Ingredients
Chicken Wings
20 - 25 Chicken wing pieces
½ cup vinegar
¼ cup baking powder
3 tbsp Cajun seasoning
1 tbsp each: all purpose seasoning (like Mrs. Dash), paprika, Old Bay, cayenne pepper, and black pepper.
Olive Oil
Liquid Gold sauce
¾ cup Duke’s Carolina Gold sauce
⅓ cup brown sugar
2 tbsp W sauce
3 tbsp louisiana hot sauce
Minced garlic
1 cup pineapple juice
¼ cup honey
½ stick Butter
1 tsp each black pepper, cayenne pepper, or Tony’s
Parsley
Optional: edible gold glitter
Directions
Chicken Wings
Step 1
Preheat oven to 425°F (or air fryer to 375° F).
Step 2
Add the wings to a large bowl and add the chicken wings with the vinegar and fill to the top with water. Rinse, drain and pat dry the wings in the bowl.
Step 3
Add the baking powder, all purpose seasoning, paprika, Cajun seasoning, cayenne pepper, Old Bay and black pepper. Drizzle and coat the wings in olive oil.
Step 4
Mix well then grab a large baking sheet pan with a wire rack. Spray the pan with olive oil spray or any nonstick spray you have. If using an air fryer, lightly spray air fryer with nonstick spray.
Step 5
Next, place the chicken wings skin side down on the pan evenly spread out. Bake in the oven for 20 minutes on each side or desired crispness (in air fryer: 17-20 minutes, flipping halfway).
Liquid Gold sauce
Step 1
In a small or medium stovetop pot, melt the butter.
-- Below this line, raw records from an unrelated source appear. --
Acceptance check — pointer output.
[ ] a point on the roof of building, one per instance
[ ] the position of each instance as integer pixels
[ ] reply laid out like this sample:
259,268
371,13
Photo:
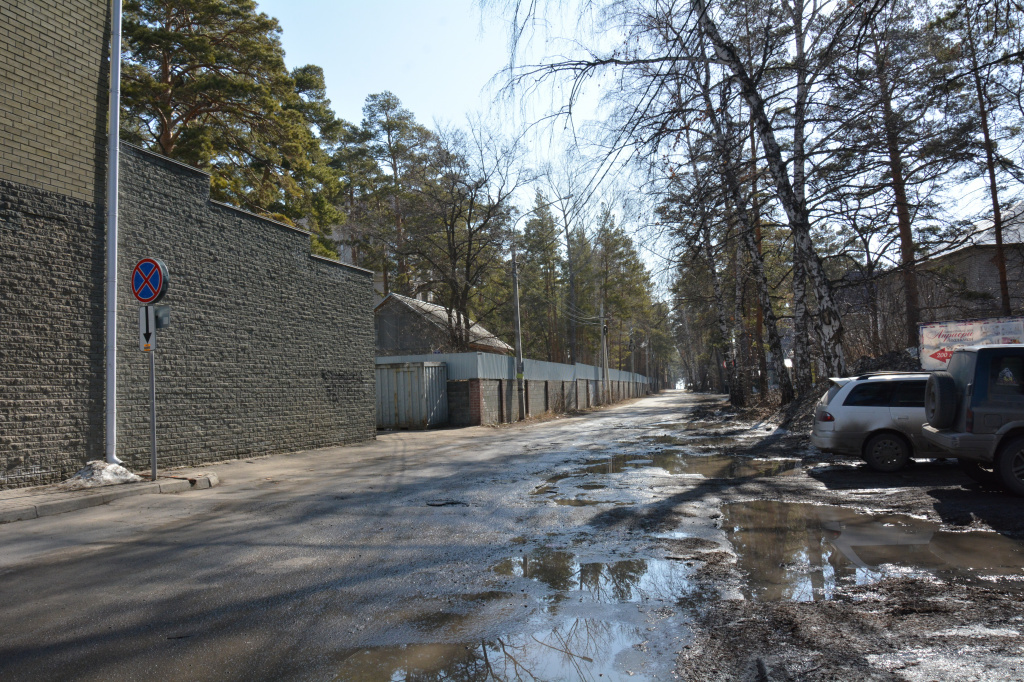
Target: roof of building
438,315
982,232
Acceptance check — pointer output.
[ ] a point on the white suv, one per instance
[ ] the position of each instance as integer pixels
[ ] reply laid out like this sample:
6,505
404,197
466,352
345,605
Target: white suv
876,417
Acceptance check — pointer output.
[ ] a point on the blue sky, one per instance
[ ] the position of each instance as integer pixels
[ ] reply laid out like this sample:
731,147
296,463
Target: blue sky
436,55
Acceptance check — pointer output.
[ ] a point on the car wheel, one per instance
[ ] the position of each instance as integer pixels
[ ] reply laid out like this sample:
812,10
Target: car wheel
982,473
1010,466
940,399
887,453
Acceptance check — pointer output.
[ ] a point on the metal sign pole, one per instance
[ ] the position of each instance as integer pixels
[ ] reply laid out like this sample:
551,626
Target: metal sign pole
153,412
148,284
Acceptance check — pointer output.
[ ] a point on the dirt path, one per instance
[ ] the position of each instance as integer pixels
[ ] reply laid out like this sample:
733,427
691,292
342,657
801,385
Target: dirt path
666,539
847,573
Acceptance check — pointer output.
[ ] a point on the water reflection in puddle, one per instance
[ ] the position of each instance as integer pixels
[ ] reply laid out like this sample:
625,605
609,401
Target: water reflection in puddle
577,649
619,582
680,462
565,647
803,552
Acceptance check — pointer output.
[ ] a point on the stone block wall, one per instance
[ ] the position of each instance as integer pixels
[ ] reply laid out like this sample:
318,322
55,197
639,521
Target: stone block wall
51,335
53,67
269,349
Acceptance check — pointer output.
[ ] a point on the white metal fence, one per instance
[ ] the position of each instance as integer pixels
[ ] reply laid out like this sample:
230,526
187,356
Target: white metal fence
492,366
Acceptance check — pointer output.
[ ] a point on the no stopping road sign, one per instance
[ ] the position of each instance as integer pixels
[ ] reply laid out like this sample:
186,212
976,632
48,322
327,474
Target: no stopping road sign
148,281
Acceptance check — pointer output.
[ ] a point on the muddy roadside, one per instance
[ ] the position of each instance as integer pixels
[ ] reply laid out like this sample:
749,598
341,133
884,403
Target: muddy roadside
823,569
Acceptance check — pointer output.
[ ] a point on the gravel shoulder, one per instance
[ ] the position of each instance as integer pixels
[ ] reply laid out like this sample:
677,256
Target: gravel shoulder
960,619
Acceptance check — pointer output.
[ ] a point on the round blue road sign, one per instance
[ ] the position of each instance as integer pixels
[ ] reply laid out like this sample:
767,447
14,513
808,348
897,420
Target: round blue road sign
148,281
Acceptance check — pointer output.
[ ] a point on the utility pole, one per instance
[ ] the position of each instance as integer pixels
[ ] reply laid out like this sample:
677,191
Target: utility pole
515,302
518,335
604,352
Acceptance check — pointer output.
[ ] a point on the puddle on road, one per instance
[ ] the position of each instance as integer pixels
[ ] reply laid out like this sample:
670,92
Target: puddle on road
705,440
604,583
577,649
804,552
680,462
564,647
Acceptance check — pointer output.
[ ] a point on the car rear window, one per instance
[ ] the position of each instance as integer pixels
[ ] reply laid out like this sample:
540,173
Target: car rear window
908,394
869,394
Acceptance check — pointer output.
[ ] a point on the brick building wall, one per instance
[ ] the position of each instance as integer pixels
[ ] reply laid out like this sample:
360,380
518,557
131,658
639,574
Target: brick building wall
53,105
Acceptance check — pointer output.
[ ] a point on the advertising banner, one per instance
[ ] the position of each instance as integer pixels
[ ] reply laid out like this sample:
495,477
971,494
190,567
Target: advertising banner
938,340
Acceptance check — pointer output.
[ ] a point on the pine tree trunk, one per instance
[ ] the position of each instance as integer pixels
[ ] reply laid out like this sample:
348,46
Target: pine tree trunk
911,297
828,322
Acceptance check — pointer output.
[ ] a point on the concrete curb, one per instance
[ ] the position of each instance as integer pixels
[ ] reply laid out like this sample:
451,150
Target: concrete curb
57,504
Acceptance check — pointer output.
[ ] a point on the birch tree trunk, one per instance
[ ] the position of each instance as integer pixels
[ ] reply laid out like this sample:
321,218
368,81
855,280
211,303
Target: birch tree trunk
793,202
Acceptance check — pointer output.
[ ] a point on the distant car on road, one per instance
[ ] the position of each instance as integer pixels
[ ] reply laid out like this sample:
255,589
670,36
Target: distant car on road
876,417
975,412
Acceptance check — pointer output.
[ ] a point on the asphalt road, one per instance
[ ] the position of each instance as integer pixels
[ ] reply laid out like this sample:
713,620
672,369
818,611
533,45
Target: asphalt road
452,554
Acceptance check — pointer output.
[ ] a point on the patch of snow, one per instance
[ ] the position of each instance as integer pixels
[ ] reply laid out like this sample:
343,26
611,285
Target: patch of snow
97,473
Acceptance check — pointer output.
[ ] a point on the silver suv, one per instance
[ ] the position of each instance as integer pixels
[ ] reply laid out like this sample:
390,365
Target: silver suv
976,413
876,417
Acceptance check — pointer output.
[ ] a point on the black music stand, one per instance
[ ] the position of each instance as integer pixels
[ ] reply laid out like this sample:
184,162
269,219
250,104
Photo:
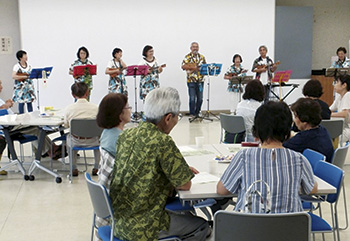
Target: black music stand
336,72
135,70
208,70
40,73
239,81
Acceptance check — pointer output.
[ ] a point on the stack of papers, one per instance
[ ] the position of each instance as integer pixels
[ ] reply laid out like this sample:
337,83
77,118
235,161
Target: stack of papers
188,151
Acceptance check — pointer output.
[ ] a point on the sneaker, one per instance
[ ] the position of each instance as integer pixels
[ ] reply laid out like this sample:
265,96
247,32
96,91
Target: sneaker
75,172
94,172
3,172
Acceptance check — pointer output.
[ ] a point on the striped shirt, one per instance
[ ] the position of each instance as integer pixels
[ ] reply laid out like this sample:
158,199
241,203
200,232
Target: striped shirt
284,170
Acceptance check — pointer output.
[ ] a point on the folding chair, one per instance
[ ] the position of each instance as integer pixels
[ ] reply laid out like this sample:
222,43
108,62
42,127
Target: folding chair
339,158
229,225
102,206
334,176
82,128
231,124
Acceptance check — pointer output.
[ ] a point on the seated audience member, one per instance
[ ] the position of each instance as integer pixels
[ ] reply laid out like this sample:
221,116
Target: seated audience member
284,171
81,109
253,96
341,105
307,117
313,90
113,113
4,105
148,166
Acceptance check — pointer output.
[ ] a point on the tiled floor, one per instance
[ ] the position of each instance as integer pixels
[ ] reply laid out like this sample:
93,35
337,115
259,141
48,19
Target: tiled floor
44,210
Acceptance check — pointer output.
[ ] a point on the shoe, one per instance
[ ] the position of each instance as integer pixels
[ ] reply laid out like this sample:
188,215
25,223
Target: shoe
3,172
75,172
94,171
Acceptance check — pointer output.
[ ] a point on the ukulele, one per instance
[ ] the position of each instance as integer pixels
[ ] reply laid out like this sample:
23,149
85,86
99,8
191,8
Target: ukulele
115,74
267,65
190,66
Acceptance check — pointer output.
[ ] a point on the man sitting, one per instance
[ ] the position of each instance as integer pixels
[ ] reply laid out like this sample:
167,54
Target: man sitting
81,109
148,166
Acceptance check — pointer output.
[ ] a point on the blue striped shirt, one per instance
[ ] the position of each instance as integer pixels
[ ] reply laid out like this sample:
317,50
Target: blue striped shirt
284,170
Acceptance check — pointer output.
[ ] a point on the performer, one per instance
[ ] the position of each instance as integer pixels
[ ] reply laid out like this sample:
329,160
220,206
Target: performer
264,67
235,70
117,83
191,64
24,87
82,55
343,61
151,80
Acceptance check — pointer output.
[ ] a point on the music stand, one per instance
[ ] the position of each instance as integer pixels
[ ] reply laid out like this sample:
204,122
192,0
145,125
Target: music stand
84,69
281,77
40,73
208,70
240,80
135,70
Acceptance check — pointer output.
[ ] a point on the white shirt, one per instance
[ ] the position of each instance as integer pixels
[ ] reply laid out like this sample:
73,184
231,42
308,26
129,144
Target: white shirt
263,76
9,109
247,109
81,109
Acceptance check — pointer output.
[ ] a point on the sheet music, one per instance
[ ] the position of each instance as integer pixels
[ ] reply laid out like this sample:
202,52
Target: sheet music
204,177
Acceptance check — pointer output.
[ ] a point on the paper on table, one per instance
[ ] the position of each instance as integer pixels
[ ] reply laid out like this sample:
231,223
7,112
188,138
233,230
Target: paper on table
188,151
204,177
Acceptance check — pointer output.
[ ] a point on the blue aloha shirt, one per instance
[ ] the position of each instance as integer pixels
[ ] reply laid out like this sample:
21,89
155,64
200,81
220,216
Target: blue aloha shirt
149,82
233,70
24,90
87,78
115,84
341,64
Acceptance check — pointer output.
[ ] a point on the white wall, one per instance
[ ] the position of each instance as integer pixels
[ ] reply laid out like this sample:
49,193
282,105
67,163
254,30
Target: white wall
52,31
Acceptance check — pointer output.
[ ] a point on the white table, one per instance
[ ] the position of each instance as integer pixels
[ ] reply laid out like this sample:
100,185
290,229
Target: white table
206,163
29,119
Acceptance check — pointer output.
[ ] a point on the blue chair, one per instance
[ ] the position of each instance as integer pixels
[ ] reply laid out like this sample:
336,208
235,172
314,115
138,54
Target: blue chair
23,139
338,159
313,157
334,176
83,128
102,206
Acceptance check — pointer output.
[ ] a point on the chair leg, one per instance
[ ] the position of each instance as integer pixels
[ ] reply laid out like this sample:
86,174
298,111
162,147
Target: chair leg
85,161
346,210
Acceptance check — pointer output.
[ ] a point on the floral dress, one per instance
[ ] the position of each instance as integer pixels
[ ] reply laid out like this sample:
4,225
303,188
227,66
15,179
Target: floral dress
117,84
150,81
23,90
233,70
86,78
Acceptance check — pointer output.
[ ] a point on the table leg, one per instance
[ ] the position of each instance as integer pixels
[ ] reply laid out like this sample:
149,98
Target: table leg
36,163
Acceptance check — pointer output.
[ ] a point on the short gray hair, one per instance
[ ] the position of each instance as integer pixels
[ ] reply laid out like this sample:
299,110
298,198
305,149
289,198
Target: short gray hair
160,102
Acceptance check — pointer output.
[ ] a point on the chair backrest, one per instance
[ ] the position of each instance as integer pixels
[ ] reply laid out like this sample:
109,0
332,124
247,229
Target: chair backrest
85,128
230,225
99,198
331,174
3,112
334,127
231,124
313,157
339,156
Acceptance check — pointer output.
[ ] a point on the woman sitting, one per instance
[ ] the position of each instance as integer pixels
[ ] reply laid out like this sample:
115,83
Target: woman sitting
307,117
283,171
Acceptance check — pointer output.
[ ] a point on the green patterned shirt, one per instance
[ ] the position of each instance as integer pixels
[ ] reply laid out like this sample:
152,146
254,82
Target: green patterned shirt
148,164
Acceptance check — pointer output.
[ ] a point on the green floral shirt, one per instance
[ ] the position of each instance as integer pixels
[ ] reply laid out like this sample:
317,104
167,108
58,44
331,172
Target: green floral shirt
148,164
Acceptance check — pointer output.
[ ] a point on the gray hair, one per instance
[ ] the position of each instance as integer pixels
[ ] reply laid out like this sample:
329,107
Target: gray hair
160,102
263,46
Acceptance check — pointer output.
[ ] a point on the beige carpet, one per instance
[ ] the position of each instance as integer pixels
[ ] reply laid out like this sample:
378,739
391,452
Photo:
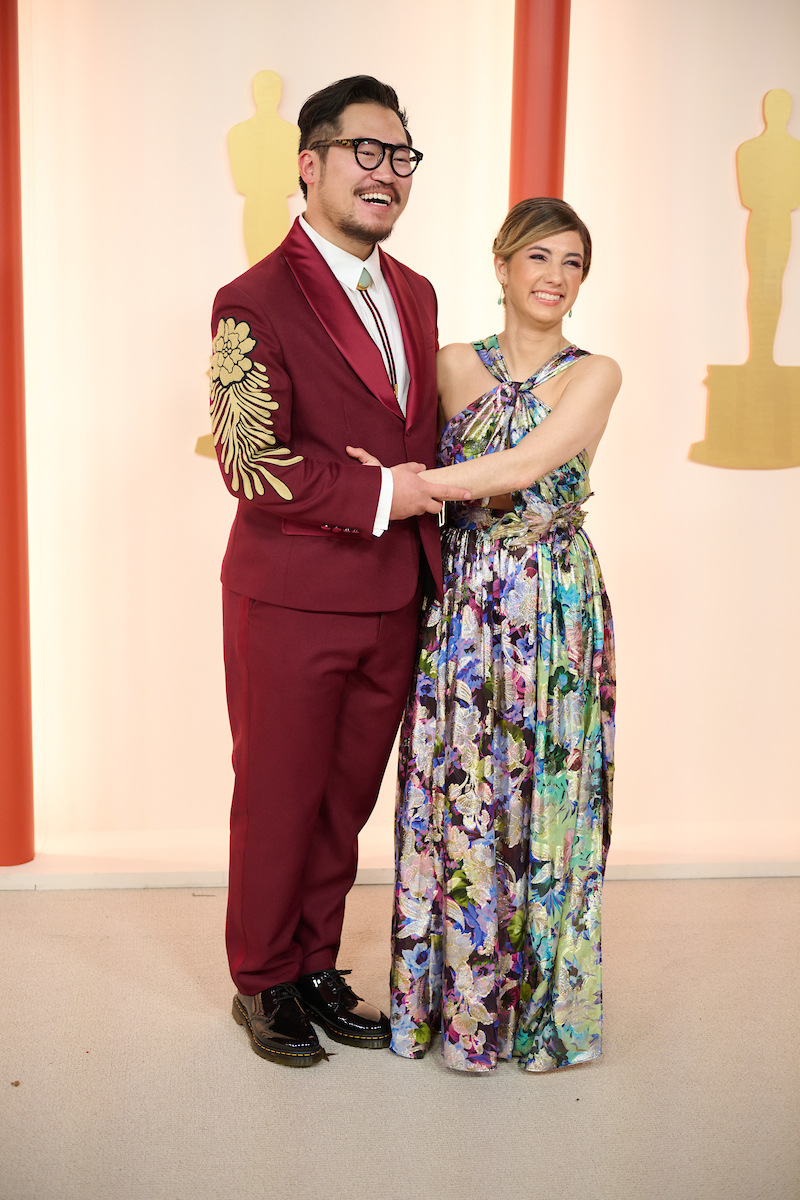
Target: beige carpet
136,1084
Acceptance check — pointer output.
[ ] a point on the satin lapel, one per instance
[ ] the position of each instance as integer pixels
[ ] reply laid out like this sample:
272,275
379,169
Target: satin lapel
337,316
413,334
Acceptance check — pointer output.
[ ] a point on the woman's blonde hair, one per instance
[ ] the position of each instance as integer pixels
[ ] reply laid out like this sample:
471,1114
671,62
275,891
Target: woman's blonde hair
540,217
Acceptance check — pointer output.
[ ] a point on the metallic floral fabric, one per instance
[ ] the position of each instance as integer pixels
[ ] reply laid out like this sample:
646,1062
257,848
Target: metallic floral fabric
506,766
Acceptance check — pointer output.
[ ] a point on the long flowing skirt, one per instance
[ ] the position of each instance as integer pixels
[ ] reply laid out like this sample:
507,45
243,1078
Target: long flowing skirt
504,809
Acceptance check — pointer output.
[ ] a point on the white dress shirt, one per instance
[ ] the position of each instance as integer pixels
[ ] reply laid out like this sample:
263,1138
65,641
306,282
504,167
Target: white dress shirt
347,269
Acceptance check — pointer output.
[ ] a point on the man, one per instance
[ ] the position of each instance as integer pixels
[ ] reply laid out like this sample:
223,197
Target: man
325,342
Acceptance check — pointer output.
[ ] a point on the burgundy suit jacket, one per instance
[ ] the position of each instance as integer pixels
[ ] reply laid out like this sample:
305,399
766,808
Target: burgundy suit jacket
295,377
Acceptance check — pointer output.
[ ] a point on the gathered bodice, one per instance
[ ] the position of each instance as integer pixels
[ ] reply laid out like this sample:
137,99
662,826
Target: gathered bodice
498,420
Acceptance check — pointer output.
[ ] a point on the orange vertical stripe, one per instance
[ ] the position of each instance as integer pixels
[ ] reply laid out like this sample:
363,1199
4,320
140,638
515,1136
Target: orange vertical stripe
541,58
16,755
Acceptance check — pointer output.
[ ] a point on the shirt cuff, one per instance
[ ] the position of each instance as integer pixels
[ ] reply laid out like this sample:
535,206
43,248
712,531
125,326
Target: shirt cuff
384,502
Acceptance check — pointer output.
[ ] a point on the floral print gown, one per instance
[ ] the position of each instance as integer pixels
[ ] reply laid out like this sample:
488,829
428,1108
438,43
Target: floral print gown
505,769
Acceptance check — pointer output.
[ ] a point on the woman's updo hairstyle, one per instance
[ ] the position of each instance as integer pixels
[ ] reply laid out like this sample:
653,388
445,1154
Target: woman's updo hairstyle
540,217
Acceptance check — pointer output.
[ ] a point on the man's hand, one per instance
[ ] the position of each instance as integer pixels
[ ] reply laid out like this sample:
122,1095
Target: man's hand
414,496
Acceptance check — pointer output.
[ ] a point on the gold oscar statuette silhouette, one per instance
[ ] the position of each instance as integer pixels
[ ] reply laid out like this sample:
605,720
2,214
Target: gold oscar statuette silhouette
753,409
263,154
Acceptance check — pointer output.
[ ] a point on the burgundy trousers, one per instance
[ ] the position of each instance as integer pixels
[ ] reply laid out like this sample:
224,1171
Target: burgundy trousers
314,702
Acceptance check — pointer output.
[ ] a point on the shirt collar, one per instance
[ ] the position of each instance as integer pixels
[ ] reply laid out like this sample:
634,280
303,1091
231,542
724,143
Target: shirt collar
347,268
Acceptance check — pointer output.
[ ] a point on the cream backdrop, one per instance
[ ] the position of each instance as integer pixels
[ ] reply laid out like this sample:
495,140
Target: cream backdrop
132,222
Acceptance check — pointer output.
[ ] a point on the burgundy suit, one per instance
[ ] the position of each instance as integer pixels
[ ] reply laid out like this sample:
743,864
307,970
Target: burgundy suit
319,615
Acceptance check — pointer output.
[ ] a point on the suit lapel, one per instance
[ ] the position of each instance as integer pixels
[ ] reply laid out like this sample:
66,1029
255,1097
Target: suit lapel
413,334
337,316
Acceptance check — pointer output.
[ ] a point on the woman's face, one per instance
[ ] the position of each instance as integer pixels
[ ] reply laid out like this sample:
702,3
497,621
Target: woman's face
541,280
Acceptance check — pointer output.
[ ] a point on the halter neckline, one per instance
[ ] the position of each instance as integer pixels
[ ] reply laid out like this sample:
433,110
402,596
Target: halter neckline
491,355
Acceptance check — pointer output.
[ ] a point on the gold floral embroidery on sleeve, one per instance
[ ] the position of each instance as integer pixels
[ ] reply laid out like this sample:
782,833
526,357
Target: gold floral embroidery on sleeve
240,414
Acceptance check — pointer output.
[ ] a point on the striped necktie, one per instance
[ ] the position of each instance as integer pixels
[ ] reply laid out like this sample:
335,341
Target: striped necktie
364,286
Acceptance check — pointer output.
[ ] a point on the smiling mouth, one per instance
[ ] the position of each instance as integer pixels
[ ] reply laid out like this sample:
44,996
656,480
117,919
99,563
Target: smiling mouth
378,199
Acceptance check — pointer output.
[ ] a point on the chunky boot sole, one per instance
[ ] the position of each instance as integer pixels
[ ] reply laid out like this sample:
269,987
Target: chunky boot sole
284,1057
380,1042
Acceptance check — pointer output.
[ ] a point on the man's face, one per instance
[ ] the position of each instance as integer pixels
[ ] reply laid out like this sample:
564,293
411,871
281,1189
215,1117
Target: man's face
352,207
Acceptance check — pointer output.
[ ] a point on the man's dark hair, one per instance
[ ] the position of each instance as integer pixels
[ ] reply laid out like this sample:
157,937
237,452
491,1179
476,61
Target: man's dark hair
320,117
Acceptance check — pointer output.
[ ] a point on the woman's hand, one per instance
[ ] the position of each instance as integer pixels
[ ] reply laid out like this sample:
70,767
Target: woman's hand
364,456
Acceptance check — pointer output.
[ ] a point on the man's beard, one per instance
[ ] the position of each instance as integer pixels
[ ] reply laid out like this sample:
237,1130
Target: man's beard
352,228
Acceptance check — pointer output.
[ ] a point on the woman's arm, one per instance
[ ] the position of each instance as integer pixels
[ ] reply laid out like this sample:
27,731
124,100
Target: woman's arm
578,420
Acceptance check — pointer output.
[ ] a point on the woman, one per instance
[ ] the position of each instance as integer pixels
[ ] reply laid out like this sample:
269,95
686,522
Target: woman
505,771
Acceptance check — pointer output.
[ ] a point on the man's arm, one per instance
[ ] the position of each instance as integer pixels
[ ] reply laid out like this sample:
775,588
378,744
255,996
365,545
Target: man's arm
251,419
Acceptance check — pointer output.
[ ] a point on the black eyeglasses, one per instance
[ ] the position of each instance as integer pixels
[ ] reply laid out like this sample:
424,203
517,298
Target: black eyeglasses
370,154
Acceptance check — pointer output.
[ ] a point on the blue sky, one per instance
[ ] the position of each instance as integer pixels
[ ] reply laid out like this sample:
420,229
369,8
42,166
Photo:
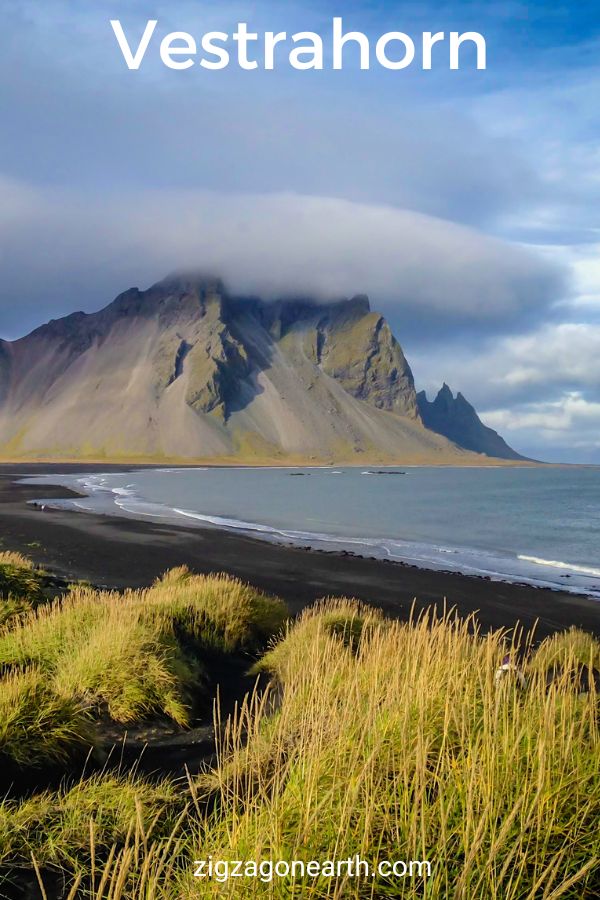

Once the butter is completely, add the honey, Carolina Gold sauce, and brown sugar. Stir until combined.
Step 2
Then add then hot sauce, W sauce, seasonings and minced garlic. Stir and allow the sauce to simmer so it can thicken. When the sauce looks like a thicker consistency, turn off the heat and add a teaspoon or so of gold dust (optional) and stir until the sauce is a shiny golden color.
Step 3
Pour the sauce over the cooked wings and toss so the sauce is evenly coated. Sprinkle parsley. Enjoy hot.